Collection of poems : autograph manuscript signed : [Haworth]

1838 Jan. 24-1841 Aug. 19

The Henry Houston Bonnell Brontë Collection. Bequest of Helen Safford Bonnell, 1969

MA 2696.5
Description: 

[“The lady of Alzerno’s hall”] (pp. 9–12)

This untitled poem was presumably intended as the second part of the previous poem, “The Parting.” Brontë noted two dates at the end: the first, 1837, is the fictional date of composition by Alexandrina Zenobia; the second, 10 July 1838, is Brontë’s own date of composition (the day after she completed “The Parting”).

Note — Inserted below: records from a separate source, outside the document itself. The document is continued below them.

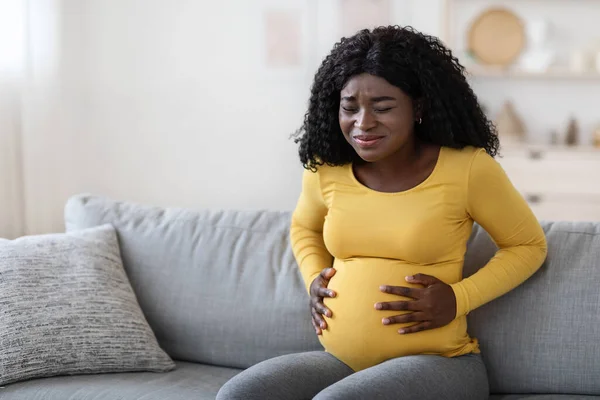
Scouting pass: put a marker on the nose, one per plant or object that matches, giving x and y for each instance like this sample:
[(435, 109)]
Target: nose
[(365, 121)]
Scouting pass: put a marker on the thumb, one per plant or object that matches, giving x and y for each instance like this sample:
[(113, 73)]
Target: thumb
[(422, 279), (327, 273)]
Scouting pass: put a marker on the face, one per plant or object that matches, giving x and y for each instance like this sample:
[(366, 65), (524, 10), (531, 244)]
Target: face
[(376, 118)]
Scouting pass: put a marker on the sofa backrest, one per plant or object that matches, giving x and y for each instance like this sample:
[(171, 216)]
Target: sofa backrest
[(218, 288), (544, 336), (223, 288)]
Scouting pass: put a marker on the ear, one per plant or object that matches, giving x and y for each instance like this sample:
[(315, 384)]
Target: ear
[(418, 109)]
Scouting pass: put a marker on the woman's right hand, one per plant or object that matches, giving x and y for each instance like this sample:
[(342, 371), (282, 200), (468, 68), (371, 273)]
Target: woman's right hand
[(318, 291)]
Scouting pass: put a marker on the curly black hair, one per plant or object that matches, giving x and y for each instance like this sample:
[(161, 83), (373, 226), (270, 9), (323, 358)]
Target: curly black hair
[(418, 64)]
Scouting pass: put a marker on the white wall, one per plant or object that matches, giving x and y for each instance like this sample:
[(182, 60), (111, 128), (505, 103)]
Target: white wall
[(170, 103)]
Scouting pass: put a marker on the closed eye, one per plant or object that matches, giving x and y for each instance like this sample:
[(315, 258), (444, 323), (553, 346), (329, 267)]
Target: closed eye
[(382, 110)]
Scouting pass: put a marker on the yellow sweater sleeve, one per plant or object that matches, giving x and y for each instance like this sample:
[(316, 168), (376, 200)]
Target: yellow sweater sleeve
[(494, 203), (306, 231)]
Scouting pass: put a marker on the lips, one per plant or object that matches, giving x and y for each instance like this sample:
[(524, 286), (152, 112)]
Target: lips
[(367, 140)]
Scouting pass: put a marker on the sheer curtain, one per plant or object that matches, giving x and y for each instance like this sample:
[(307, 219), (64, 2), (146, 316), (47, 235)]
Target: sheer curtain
[(12, 74)]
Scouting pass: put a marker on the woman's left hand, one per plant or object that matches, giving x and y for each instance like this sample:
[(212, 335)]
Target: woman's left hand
[(433, 306)]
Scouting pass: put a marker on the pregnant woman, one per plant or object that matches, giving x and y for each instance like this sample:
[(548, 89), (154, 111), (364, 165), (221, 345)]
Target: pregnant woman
[(399, 165)]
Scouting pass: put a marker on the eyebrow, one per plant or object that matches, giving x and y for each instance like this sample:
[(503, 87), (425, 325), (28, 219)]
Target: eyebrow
[(373, 99)]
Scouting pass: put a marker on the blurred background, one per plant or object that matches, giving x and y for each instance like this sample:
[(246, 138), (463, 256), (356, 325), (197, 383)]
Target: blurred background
[(191, 103)]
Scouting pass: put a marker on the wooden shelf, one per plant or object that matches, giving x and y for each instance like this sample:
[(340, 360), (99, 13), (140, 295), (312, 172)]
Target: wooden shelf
[(481, 72)]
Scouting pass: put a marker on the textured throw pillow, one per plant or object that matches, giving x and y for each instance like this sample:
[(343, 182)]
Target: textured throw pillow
[(67, 308)]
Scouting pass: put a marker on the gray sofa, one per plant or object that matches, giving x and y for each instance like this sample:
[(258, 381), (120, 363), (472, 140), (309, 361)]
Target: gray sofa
[(221, 291)]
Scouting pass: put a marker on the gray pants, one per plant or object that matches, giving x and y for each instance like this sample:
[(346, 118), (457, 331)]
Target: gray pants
[(319, 375)]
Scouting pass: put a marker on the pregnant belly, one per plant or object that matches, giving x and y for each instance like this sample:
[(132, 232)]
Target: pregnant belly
[(355, 333)]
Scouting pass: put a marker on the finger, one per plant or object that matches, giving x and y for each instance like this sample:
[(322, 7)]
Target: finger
[(324, 292), (405, 318), (416, 328), (318, 319), (412, 305), (315, 325), (422, 279), (327, 273), (321, 309), (402, 291)]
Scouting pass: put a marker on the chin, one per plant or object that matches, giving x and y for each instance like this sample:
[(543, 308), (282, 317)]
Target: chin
[(370, 155)]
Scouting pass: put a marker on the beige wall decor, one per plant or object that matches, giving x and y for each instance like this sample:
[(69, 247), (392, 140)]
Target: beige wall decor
[(510, 126), (359, 14), (572, 133), (283, 30), (497, 37), (596, 137)]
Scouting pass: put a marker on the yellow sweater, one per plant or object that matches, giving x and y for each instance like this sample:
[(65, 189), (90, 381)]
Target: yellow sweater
[(374, 238)]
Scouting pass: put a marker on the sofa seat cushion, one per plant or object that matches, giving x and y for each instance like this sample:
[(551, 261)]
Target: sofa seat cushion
[(217, 287), (187, 381), (542, 336)]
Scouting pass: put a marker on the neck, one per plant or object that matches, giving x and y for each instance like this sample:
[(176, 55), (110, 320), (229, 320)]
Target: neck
[(402, 161)]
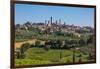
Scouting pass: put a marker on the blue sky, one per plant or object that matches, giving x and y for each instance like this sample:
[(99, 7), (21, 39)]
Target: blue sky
[(40, 13)]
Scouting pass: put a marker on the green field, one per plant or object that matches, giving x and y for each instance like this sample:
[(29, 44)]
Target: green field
[(35, 53), (38, 56)]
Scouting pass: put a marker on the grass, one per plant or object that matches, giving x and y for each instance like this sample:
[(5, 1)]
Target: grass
[(38, 56)]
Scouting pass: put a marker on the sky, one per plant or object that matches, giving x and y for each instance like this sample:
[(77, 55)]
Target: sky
[(39, 13)]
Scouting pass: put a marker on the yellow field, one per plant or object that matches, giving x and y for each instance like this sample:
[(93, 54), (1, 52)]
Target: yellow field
[(32, 41)]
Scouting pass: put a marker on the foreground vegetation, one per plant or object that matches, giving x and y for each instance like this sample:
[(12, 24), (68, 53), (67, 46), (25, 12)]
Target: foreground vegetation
[(35, 48)]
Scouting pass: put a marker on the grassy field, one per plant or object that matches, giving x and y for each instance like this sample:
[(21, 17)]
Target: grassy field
[(37, 56), (31, 41)]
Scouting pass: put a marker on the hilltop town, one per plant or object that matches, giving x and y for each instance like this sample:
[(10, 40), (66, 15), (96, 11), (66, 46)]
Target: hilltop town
[(50, 26)]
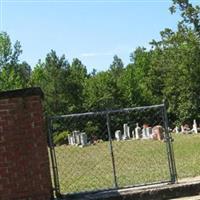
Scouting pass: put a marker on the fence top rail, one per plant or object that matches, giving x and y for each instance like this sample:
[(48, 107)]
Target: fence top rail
[(124, 110)]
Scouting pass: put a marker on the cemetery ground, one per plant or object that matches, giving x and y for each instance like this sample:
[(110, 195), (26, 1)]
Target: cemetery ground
[(136, 161)]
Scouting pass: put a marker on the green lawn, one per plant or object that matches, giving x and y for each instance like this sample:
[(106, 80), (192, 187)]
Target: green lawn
[(137, 162)]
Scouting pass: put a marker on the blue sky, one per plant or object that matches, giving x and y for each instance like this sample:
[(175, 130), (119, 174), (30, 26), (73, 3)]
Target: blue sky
[(93, 31)]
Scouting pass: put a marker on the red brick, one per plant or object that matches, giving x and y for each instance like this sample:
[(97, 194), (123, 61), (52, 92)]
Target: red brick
[(24, 164)]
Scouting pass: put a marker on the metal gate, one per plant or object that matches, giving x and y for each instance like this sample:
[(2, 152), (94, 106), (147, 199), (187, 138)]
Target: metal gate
[(110, 149)]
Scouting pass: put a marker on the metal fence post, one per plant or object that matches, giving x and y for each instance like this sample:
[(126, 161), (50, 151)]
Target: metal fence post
[(111, 151), (53, 159), (170, 151)]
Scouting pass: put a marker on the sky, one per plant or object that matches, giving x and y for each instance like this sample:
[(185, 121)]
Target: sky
[(91, 30)]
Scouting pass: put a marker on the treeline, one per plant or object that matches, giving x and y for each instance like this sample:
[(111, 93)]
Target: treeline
[(169, 70)]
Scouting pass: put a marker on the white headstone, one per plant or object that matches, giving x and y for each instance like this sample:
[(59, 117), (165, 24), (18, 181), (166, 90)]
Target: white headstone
[(133, 134), (137, 132), (125, 128), (144, 133), (128, 132), (118, 135), (148, 132), (182, 129), (83, 139), (176, 129), (195, 126)]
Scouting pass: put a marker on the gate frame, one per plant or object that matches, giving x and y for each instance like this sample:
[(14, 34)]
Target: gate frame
[(168, 141)]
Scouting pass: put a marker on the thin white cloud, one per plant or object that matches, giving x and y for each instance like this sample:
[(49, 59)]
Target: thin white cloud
[(95, 54)]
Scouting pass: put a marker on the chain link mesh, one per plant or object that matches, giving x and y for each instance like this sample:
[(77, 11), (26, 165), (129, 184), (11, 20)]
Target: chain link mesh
[(103, 150)]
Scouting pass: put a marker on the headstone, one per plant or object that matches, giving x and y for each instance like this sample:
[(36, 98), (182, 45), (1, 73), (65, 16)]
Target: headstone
[(176, 129), (157, 133), (118, 135), (133, 134), (83, 139), (78, 139), (71, 140), (144, 133), (182, 129), (149, 132), (137, 132), (126, 132)]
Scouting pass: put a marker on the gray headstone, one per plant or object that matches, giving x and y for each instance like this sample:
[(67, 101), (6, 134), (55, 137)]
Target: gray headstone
[(83, 139), (137, 132), (194, 128), (118, 135)]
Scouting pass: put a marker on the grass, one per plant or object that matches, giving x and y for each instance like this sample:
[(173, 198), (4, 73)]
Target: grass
[(136, 162)]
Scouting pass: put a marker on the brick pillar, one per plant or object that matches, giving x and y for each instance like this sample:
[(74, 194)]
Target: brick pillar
[(24, 162)]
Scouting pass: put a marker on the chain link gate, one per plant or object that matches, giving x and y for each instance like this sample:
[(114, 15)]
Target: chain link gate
[(110, 155)]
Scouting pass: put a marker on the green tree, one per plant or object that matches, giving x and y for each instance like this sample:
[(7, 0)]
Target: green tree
[(13, 74)]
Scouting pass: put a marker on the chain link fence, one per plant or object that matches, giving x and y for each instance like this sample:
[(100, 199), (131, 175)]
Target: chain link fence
[(111, 149)]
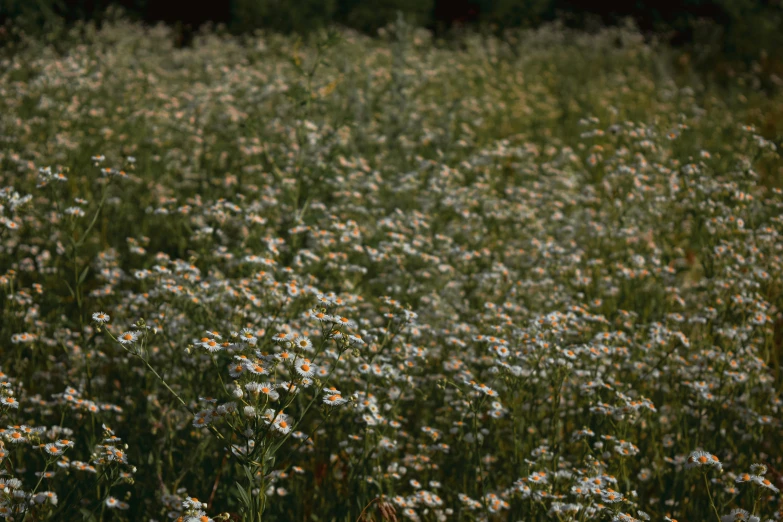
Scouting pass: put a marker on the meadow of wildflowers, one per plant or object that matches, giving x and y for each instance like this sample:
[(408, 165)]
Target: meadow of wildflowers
[(536, 278)]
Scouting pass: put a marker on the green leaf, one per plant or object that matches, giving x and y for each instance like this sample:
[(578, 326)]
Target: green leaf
[(84, 274)]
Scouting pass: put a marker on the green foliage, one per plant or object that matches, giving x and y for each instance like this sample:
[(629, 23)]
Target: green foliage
[(339, 277)]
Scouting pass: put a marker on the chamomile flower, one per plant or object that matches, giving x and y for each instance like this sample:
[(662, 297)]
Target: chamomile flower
[(101, 317)]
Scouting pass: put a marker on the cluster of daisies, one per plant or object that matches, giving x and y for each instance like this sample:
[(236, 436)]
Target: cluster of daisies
[(532, 278)]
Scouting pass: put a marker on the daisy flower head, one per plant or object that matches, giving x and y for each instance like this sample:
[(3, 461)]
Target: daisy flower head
[(321, 316), (248, 336), (282, 337), (344, 322), (765, 483), (211, 345), (305, 368), (282, 423), (128, 337), (703, 459), (303, 343), (52, 449), (739, 515), (334, 399), (9, 402)]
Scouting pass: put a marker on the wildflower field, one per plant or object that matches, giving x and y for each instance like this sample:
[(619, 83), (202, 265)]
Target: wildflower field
[(352, 279)]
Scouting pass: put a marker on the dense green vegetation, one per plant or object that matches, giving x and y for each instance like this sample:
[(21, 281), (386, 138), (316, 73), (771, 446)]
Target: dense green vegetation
[(535, 277)]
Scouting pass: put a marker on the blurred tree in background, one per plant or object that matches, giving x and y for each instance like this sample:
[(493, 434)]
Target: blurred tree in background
[(736, 28)]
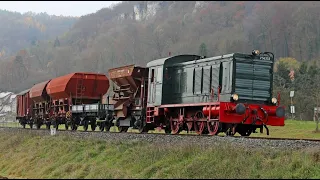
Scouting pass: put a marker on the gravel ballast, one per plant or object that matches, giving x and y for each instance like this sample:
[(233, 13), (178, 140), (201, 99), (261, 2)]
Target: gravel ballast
[(173, 139)]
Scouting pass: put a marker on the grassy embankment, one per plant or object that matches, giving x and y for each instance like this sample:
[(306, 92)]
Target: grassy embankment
[(292, 129), (30, 156)]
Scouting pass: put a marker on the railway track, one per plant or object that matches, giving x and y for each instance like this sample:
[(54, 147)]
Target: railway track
[(181, 135)]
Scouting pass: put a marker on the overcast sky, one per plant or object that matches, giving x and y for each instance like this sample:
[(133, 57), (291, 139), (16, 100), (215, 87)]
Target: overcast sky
[(65, 8)]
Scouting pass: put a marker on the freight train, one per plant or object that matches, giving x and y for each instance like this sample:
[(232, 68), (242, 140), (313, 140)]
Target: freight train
[(231, 93)]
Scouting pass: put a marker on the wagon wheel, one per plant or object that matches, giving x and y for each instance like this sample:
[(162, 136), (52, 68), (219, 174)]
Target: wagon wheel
[(38, 124), (56, 124), (143, 128), (93, 126), (199, 126), (175, 126), (74, 127), (167, 130), (66, 125), (108, 126), (213, 127), (123, 128), (189, 125), (85, 125), (245, 132), (230, 130), (48, 125), (101, 126)]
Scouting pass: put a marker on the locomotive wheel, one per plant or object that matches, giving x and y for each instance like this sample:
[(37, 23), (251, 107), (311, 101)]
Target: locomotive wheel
[(123, 128), (199, 126), (213, 127), (175, 126)]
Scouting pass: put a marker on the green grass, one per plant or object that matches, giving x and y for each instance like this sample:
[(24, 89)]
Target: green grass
[(292, 129), (31, 156)]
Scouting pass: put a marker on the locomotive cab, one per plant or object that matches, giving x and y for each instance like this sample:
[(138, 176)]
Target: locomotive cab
[(230, 89)]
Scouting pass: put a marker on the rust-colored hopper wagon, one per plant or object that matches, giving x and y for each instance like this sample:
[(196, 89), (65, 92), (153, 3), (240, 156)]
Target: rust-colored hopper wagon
[(130, 95), (24, 108), (75, 89), (41, 102)]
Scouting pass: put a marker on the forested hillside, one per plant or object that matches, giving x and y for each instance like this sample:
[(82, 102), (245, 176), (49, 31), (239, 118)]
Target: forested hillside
[(19, 31), (138, 32)]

First published in Poems (1902), pp. 192–94, with the incorrect title “The Lady of Abyerno’s Hall.” Published in The Complete Poems of Anne Brontë (London: Hodder & Stoughton, 1920) with the title “The Parting,” part II. Poem 7 in Chitham (1979); pp. 459–61 in Alexander (2010).

Transcription: 

     1
The lady of Alzerno’s hall,
Is waiting for her lord,
The black-bird[’]s song the cuckoo[’]s call,
No joy to her afford,
She smiles not at the summer’s sun,
Nor at the winter’s blast,
She mourns that she is still alone,
Though three long years have passed.

      2
I knew her when her eye was bright,
I knew her when her step was light,
And blithesome as a mountain doe’s,
And when her cheek was like the rose,
And when her voice was full and free,
And when her smile was sweet to see,

      3
But now the luster of her eye,
Is* dimmed with many a tear;
Her footstep’s elasticity,
Is tamed with grief and fear;
The rose has left her hollow cheeks;

*Note: Chitham (1979) transcribes the starred word as “So,” but the manuscript reads “Is.”